NMPF and IDFA state that this is leading to a lack of orders for finished goods, several processing plants cutting or stopping operations and in general leading to “cancelled milk orders.”
In addition to the significant and continuing dumping of milk in the U.S. — something that has also begun this week in Canada – reports are coming in about processors terminating or potentially terminating small co-op contracts; processors and cooperatives seeking voluntary supply reductions from their producers; and some even looking for ways to encourage producers to consider quitting dairy altogether.
Indicative of the collapsing dairy market is this projection in the NMPF-IDFA proposal stating that second quarter Class III futures averaged $13.14 Monday while Class IV were in the $11s. Using the Dairy Margin Coverage (DMC) formula, NMPF projects a milk margin over feed cost getting close to that $5 catastrophic margin, estimated at $5.80 for the second quarter of 2020 and $6.76 for the third quarter according to Monday’s futures prices for milk. The highest insurable DMC margin is $9.50.

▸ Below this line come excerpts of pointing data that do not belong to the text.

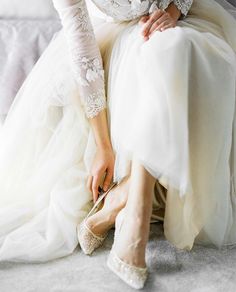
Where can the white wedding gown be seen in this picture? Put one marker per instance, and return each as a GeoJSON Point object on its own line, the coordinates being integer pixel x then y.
{"type": "Point", "coordinates": [170, 101]}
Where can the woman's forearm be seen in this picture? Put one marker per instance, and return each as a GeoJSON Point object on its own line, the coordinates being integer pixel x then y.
{"type": "Point", "coordinates": [100, 129]}
{"type": "Point", "coordinates": [173, 11]}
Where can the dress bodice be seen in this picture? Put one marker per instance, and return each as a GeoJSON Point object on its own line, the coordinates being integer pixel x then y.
{"type": "Point", "coordinates": [123, 10]}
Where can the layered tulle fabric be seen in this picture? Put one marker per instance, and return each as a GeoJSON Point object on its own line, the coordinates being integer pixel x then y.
{"type": "Point", "coordinates": [171, 102]}
{"type": "Point", "coordinates": [172, 105]}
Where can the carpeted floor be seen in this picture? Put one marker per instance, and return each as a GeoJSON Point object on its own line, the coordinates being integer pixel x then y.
{"type": "Point", "coordinates": [171, 270]}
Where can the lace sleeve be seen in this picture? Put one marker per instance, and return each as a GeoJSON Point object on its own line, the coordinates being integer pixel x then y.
{"type": "Point", "coordinates": [182, 5]}
{"type": "Point", "coordinates": [85, 55]}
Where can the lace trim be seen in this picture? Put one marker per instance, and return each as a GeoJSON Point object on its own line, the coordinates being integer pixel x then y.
{"type": "Point", "coordinates": [123, 10]}
{"type": "Point", "coordinates": [94, 103]}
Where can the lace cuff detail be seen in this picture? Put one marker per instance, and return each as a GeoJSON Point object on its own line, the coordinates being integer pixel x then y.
{"type": "Point", "coordinates": [182, 5]}
{"type": "Point", "coordinates": [95, 103]}
{"type": "Point", "coordinates": [85, 57]}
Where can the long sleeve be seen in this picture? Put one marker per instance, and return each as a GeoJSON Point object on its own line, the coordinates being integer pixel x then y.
{"type": "Point", "coordinates": [86, 59]}
{"type": "Point", "coordinates": [182, 5]}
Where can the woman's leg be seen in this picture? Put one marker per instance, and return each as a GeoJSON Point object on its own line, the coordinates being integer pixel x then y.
{"type": "Point", "coordinates": [104, 219]}
{"type": "Point", "coordinates": [130, 244]}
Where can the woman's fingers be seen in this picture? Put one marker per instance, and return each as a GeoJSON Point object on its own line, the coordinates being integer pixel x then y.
{"type": "Point", "coordinates": [144, 19]}
{"type": "Point", "coordinates": [163, 19]}
{"type": "Point", "coordinates": [95, 185]}
{"type": "Point", "coordinates": [108, 179]}
{"type": "Point", "coordinates": [164, 26]}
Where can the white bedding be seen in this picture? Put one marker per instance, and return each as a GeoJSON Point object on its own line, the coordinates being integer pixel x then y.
{"type": "Point", "coordinates": [23, 38]}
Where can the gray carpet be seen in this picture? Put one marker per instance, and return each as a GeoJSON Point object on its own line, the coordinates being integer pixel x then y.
{"type": "Point", "coordinates": [204, 269]}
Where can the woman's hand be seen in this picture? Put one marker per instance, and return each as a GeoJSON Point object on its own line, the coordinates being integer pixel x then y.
{"type": "Point", "coordinates": [103, 165]}
{"type": "Point", "coordinates": [159, 20]}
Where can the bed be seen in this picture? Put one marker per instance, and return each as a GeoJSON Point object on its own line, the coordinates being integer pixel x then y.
{"type": "Point", "coordinates": [26, 28]}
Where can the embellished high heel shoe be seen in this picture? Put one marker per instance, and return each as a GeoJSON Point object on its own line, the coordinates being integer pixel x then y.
{"type": "Point", "coordinates": [87, 239]}
{"type": "Point", "coordinates": [130, 274]}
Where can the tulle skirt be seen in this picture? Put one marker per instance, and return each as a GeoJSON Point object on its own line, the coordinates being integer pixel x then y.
{"type": "Point", "coordinates": [171, 103]}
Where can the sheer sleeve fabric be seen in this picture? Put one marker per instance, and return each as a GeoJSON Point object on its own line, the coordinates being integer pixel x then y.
{"type": "Point", "coordinates": [85, 55]}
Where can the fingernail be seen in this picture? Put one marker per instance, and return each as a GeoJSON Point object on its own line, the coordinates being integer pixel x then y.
{"type": "Point", "coordinates": [105, 188]}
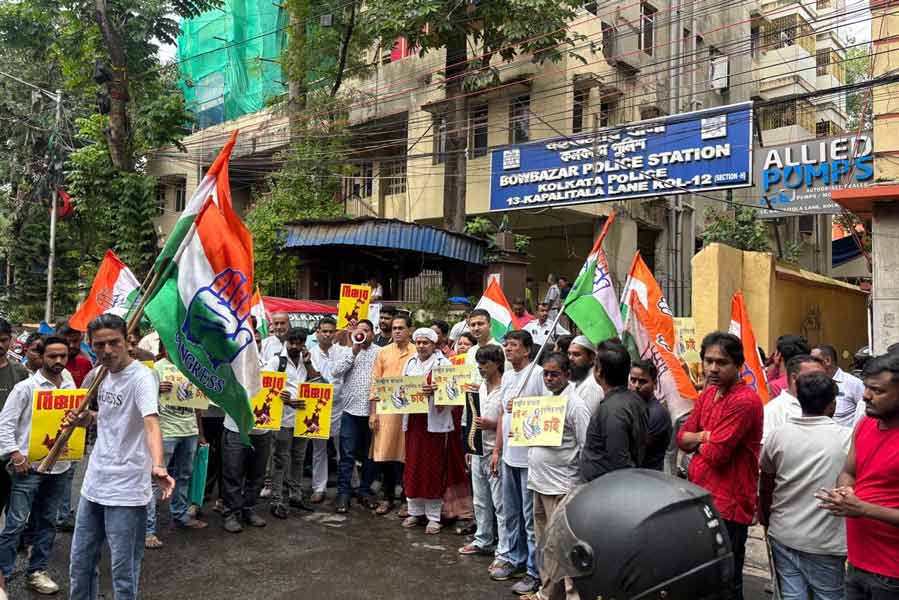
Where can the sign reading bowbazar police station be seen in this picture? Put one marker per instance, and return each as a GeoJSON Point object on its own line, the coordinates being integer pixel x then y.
{"type": "Point", "coordinates": [694, 152]}
{"type": "Point", "coordinates": [799, 178]}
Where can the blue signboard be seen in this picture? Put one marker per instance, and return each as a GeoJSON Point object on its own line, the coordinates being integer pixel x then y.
{"type": "Point", "coordinates": [694, 152]}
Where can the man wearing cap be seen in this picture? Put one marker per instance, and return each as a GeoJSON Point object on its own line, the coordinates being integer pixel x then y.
{"type": "Point", "coordinates": [581, 354]}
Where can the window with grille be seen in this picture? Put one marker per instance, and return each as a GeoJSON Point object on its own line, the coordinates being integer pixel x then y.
{"type": "Point", "coordinates": [520, 119]}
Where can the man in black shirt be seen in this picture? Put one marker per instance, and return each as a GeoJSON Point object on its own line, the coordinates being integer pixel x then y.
{"type": "Point", "coordinates": [643, 379]}
{"type": "Point", "coordinates": [617, 434]}
{"type": "Point", "coordinates": [11, 373]}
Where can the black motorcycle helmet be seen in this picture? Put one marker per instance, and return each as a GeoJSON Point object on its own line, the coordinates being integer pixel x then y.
{"type": "Point", "coordinates": [639, 534]}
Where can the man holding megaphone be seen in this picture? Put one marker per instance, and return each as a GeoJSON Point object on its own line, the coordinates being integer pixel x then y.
{"type": "Point", "coordinates": [355, 435]}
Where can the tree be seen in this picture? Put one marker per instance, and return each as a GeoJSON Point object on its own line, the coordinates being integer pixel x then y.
{"type": "Point", "coordinates": [497, 31]}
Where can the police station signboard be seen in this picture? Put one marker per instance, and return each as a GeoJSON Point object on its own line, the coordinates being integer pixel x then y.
{"type": "Point", "coordinates": [693, 152]}
{"type": "Point", "coordinates": [799, 178]}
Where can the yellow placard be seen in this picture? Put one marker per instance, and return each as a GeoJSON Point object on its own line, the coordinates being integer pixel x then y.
{"type": "Point", "coordinates": [49, 408]}
{"type": "Point", "coordinates": [267, 406]}
{"type": "Point", "coordinates": [184, 394]}
{"type": "Point", "coordinates": [449, 380]}
{"type": "Point", "coordinates": [538, 420]}
{"type": "Point", "coordinates": [401, 395]}
{"type": "Point", "coordinates": [353, 307]}
{"type": "Point", "coordinates": [315, 420]}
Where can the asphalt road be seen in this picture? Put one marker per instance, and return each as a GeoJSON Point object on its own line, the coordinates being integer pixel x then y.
{"type": "Point", "coordinates": [311, 556]}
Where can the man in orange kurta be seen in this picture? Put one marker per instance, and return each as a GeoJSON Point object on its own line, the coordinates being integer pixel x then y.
{"type": "Point", "coordinates": [388, 444]}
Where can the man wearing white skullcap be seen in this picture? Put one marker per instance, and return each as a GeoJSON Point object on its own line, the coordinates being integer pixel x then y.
{"type": "Point", "coordinates": [424, 478]}
{"type": "Point", "coordinates": [581, 353]}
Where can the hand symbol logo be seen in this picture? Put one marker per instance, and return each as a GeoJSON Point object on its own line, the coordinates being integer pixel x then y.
{"type": "Point", "coordinates": [216, 316]}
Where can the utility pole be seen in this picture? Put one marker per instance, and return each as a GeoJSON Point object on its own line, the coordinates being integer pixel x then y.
{"type": "Point", "coordinates": [51, 256]}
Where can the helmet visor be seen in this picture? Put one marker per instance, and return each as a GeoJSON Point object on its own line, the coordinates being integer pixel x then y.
{"type": "Point", "coordinates": [564, 553]}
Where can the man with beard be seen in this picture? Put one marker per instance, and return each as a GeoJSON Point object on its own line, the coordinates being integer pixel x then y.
{"type": "Point", "coordinates": [581, 354]}
{"type": "Point", "coordinates": [33, 493]}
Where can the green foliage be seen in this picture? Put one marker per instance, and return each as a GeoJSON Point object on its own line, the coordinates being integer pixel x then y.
{"type": "Point", "coordinates": [859, 105]}
{"type": "Point", "coordinates": [307, 187]}
{"type": "Point", "coordinates": [742, 230]}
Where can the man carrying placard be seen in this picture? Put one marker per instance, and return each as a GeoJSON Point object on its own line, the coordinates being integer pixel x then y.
{"type": "Point", "coordinates": [32, 492]}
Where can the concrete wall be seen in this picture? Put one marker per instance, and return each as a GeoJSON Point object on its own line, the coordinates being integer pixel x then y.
{"type": "Point", "coordinates": [780, 299]}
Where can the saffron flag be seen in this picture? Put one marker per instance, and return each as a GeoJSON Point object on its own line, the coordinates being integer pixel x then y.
{"type": "Point", "coordinates": [201, 305]}
{"type": "Point", "coordinates": [674, 387]}
{"type": "Point", "coordinates": [495, 303]}
{"type": "Point", "coordinates": [753, 373]}
{"type": "Point", "coordinates": [115, 290]}
{"type": "Point", "coordinates": [258, 311]}
{"type": "Point", "coordinates": [592, 303]}
{"type": "Point", "coordinates": [641, 281]}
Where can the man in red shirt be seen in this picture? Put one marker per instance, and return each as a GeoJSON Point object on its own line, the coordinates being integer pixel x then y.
{"type": "Point", "coordinates": [79, 365]}
{"type": "Point", "coordinates": [867, 491]}
{"type": "Point", "coordinates": [724, 432]}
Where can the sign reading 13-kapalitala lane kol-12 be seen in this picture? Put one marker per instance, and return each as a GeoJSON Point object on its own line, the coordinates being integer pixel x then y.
{"type": "Point", "coordinates": [693, 152]}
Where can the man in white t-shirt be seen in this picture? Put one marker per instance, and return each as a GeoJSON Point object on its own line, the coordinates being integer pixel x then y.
{"type": "Point", "coordinates": [780, 409]}
{"type": "Point", "coordinates": [517, 498]}
{"type": "Point", "coordinates": [127, 457]}
{"type": "Point", "coordinates": [273, 344]}
{"type": "Point", "coordinates": [851, 389]}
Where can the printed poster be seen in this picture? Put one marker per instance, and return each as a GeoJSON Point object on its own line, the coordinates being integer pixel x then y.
{"type": "Point", "coordinates": [449, 380]}
{"type": "Point", "coordinates": [315, 420]}
{"type": "Point", "coordinates": [48, 410]}
{"type": "Point", "coordinates": [538, 420]}
{"type": "Point", "coordinates": [401, 395]}
{"type": "Point", "coordinates": [686, 346]}
{"type": "Point", "coordinates": [353, 306]}
{"type": "Point", "coordinates": [267, 406]}
{"type": "Point", "coordinates": [184, 394]}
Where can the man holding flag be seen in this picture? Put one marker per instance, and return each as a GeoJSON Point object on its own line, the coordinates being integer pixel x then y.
{"type": "Point", "coordinates": [724, 432]}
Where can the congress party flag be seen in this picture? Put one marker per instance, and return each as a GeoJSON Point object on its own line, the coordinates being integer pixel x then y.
{"type": "Point", "coordinates": [258, 311]}
{"type": "Point", "coordinates": [641, 281]}
{"type": "Point", "coordinates": [753, 373]}
{"type": "Point", "coordinates": [115, 290]}
{"type": "Point", "coordinates": [201, 305]}
{"type": "Point", "coordinates": [674, 386]}
{"type": "Point", "coordinates": [494, 302]}
{"type": "Point", "coordinates": [592, 303]}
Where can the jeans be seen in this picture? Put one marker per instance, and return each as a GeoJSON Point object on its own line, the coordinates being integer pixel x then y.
{"type": "Point", "coordinates": [487, 494]}
{"type": "Point", "coordinates": [518, 506]}
{"type": "Point", "coordinates": [287, 465]}
{"type": "Point", "coordinates": [243, 470]}
{"type": "Point", "coordinates": [355, 440]}
{"type": "Point", "coordinates": [737, 532]}
{"type": "Point", "coordinates": [178, 455]}
{"type": "Point", "coordinates": [864, 585]}
{"type": "Point", "coordinates": [213, 427]}
{"type": "Point", "coordinates": [800, 573]}
{"type": "Point", "coordinates": [37, 495]}
{"type": "Point", "coordinates": [123, 528]}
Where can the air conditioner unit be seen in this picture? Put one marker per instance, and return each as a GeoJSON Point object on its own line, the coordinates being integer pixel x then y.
{"type": "Point", "coordinates": [719, 72]}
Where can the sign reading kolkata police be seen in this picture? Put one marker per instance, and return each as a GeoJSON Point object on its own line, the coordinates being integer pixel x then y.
{"type": "Point", "coordinates": [800, 177]}
{"type": "Point", "coordinates": [700, 151]}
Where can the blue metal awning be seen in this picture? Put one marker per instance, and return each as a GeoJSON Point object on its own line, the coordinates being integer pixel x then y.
{"type": "Point", "coordinates": [388, 234]}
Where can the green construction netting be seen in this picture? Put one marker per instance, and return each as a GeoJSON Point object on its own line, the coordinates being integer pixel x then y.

The industry organizations also point out that, “There is financial stress across the supply chain, and with more than 10 million Americans already losing jobs, food banks are seeing significant increases in demand, a trend that will likely only intensify in the weeks ahead.”
The NMPF-IDFA proposal aggregates many different tools with the objectives of providing aid to dairy producers, easing financial liquidity risks across the supply chain, stabilizing the dairy commodity markets and filling food banks with dairy products and removing restrictions that would limit the availability of dairy products in USDA feeding programs.
As for the aid to dairy producers? NMPF-IDFA want to “tie producer aid to limits in their production.”
The NMPF-IDFA proposal regarding dairy producers asks USDA to “offset the steep decline in farm milk prices and encourage producers to reduce excess supply” which they say is the result of “demand disappearance.”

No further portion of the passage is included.